Zhou J, Holtzman D M, Weiner R I, Mobley W C
Department of Neurology, University of California, San Francisco 94143.
Proc Natl Acad Sci U S A. 1994 Apr 26;91(9):3824-8. doi: 10.1073/pnas.91.9.3824.
The result of nerve growth factor (NGF) actions depends upon the cells in which it signals. To define how signaling is influenced by cellular context, it would be useful to examine cells committed to different fates or cells of a single type at different developmental stages. Interest in NGF actions on neurons of the central nervous system led us to examine GT1-1 cells, an immortalized hypothalamic cell line. GT1-1 cells demonstrated neuronal properties but were unresponsive to NGF and other neurotrophins. Through transfection, trkA expression conferred NGF signaling leading to enhanced neuronal differentiation, including dose-dependent induction of neurite outgrowth and a rapid transient increase in c-fos and NGFI-A mRNA. Under serum-free culture conditions, NGF also delayed cell death. These findings suggest that trkA transfection of neurons and neuronal precursors can be used to better define NGF signaling.

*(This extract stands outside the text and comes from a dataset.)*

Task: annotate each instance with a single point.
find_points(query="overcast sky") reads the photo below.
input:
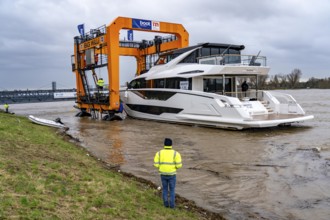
(36, 36)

神经生长因子(NGF)的作用结果取决于其发出信号的细胞。为了确定细胞环境如何影响信号传导,研究致力于不同命运的细胞或处于不同发育阶段的单一类型细胞将很有帮助。对NGF作用于中枢神经系统神经元的兴趣促使我们研究GT1-1细胞,一种永生化的下丘脑细胞系。GT1-1细胞表现出神经元特性,但对NGF和其他神经营养因子无反应。通过转染,trkA的表达赋予了NGF信号传导能力,导致神经元分化增强,包括剂量依赖性诱导神经突生长以及c-fos和NGFI-A mRNA的快速短暂增加。在无血清培养条件下,NGF还能延迟细胞死亡。这些发现表明,对神经元和神经元前体进行trkA转染可用于更好地定义NGF信号传导。